A travers l’exposition Denis Martinez. Un destin algérien, Jack Lang, Claude Lemand et la ville d’Angoulême ont souhaité souligner l’importance et l’originalité de cet artiste, infatigable arpenteur de la terre algérienne.
« Né en 1941, Denis Martinez l’intranquille concentre dans les différents prismes de sa création l’histoire artistique de l’Algérie contemporaine depuis 1962. Une trajectoire artistique unique, un riche vocabulaire formel et un trait inimitable.
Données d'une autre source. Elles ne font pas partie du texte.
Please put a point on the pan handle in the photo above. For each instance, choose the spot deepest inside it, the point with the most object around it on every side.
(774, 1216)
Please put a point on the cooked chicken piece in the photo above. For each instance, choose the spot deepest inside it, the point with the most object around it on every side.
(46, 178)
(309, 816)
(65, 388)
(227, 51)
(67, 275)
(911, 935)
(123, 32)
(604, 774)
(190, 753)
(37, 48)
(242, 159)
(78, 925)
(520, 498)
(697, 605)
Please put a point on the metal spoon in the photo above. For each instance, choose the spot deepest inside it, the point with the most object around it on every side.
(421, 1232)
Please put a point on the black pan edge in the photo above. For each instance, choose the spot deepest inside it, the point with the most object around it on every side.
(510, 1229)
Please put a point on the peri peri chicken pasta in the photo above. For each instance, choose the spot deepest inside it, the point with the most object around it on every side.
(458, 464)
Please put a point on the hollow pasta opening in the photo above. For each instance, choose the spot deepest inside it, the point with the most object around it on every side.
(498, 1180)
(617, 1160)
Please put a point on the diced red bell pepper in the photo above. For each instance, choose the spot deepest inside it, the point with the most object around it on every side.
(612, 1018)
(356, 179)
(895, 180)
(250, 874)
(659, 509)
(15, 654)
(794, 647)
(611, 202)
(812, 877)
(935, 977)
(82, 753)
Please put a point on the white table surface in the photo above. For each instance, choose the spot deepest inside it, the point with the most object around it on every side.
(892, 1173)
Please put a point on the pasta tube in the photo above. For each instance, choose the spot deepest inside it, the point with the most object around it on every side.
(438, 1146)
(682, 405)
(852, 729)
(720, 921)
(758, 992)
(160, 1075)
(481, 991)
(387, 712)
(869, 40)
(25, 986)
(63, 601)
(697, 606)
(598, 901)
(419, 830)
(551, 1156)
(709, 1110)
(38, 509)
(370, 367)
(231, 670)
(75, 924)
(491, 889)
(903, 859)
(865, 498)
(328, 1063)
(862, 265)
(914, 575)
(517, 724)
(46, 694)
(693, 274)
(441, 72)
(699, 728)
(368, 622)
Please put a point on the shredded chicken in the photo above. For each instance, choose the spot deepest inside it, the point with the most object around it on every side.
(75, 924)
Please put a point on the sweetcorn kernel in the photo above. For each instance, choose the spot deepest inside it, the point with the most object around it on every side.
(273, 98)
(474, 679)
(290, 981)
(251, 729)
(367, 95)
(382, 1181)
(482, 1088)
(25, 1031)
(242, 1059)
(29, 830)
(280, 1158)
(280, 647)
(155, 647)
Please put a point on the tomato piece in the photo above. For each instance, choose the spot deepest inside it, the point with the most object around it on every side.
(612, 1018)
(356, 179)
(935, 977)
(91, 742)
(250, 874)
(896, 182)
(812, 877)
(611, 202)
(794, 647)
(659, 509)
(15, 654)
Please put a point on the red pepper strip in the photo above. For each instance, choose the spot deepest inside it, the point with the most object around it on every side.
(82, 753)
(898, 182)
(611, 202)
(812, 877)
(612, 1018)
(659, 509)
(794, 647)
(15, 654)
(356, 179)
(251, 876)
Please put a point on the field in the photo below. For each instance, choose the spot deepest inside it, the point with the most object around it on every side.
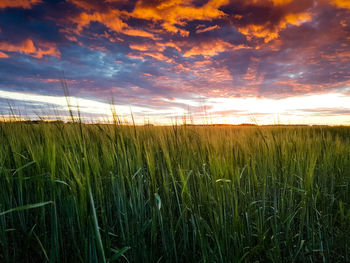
(104, 193)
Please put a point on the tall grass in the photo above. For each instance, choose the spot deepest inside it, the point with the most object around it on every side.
(103, 193)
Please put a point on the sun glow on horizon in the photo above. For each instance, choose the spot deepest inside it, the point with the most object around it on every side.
(329, 109)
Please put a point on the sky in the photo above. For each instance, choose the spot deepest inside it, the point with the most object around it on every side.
(166, 61)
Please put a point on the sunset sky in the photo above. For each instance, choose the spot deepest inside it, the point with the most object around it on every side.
(218, 61)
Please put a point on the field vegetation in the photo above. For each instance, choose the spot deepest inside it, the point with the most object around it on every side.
(73, 192)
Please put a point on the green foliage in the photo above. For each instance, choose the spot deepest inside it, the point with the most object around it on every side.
(105, 193)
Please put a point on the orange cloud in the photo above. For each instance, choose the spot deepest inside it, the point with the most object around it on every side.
(18, 3)
(173, 13)
(341, 3)
(269, 32)
(112, 19)
(202, 30)
(212, 48)
(3, 55)
(27, 47)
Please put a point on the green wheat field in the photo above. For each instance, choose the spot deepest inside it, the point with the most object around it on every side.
(73, 192)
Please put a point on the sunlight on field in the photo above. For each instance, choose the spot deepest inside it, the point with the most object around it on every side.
(331, 108)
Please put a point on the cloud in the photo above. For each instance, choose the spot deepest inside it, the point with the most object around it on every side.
(3, 55)
(212, 48)
(27, 47)
(18, 3)
(172, 14)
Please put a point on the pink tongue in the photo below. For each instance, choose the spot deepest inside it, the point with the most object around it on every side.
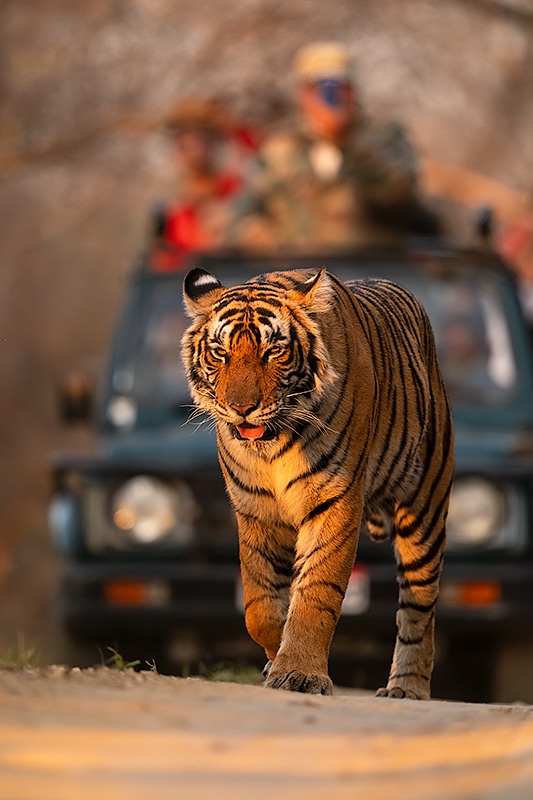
(251, 432)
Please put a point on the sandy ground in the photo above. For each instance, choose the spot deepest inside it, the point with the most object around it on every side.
(110, 734)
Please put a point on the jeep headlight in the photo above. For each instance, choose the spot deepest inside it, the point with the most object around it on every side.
(146, 511)
(477, 511)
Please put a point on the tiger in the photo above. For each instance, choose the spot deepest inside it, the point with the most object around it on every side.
(331, 417)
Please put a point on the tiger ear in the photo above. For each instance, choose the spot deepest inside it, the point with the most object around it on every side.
(200, 290)
(314, 294)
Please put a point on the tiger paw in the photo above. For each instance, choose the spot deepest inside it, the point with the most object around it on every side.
(411, 693)
(295, 681)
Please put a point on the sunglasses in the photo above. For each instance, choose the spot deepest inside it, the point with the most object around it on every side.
(331, 91)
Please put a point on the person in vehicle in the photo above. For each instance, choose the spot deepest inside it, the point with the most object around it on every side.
(197, 220)
(339, 180)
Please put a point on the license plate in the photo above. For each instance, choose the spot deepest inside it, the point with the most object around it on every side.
(356, 600)
(136, 593)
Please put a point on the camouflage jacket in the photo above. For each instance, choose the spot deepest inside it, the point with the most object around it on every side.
(303, 194)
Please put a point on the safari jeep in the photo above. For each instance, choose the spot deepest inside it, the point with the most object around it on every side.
(149, 540)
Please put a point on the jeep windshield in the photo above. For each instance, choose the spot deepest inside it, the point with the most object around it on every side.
(470, 306)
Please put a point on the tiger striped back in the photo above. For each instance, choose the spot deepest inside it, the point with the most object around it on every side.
(331, 416)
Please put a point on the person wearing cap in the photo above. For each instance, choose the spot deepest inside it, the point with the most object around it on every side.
(337, 182)
(198, 217)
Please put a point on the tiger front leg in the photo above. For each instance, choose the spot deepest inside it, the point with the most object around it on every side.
(324, 560)
(267, 557)
(419, 555)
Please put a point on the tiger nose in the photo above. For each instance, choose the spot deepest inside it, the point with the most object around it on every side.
(243, 410)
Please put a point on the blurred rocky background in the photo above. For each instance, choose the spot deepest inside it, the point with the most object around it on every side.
(84, 87)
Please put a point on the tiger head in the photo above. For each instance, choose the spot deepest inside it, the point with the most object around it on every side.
(255, 356)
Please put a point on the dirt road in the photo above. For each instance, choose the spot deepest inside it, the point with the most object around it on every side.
(110, 734)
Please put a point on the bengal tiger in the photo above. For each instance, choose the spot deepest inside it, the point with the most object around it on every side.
(331, 416)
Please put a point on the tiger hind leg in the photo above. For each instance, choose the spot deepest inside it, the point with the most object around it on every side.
(419, 558)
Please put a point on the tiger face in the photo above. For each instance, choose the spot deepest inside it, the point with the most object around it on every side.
(255, 358)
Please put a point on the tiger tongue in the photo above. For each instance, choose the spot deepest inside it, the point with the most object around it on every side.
(248, 431)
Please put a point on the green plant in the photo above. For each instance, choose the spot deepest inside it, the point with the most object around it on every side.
(117, 661)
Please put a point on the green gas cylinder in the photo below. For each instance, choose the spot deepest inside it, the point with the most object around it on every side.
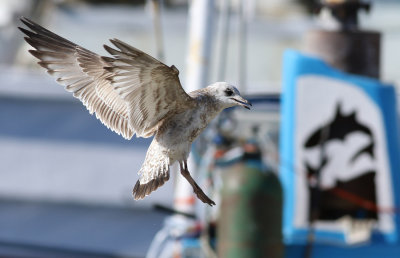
(250, 220)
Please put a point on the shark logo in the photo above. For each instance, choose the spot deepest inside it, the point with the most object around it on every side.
(324, 203)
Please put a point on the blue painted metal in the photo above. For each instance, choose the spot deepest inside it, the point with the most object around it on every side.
(295, 66)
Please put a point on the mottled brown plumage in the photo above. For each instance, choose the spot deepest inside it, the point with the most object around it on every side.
(133, 93)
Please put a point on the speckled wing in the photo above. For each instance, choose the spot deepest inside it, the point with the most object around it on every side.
(151, 89)
(81, 72)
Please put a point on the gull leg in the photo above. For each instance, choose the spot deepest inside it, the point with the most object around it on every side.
(197, 190)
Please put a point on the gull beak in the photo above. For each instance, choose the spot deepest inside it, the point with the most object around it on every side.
(242, 102)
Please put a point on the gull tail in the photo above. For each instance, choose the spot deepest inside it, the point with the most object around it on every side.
(153, 173)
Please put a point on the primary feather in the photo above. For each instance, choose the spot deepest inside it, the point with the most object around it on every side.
(133, 93)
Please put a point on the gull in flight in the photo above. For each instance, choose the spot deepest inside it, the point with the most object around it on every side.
(133, 93)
Promoteur de la polyphonie des arts, par la mobilisation de la musique et de la poésie comme ferments artistiques puissants et féconds, sans oublier ses installations et ses fameuses performances, qui disent sa capacité à passer de l’art moderne et de ses codes à l’art contemporain qui les déconstruit pour échapper à la « représentation ». Et surtout mettre à son crédit son goût, si rare dans le monde de l’art, pour le travail collectif, sa volonté d’être au milieu des siens, dans cette Algérie natale, vitale, de créer pour eux, avec ses amis peintres, poètes, musiciens, pour et avec ces femmes de Kabylie qui participent à ses cortèges.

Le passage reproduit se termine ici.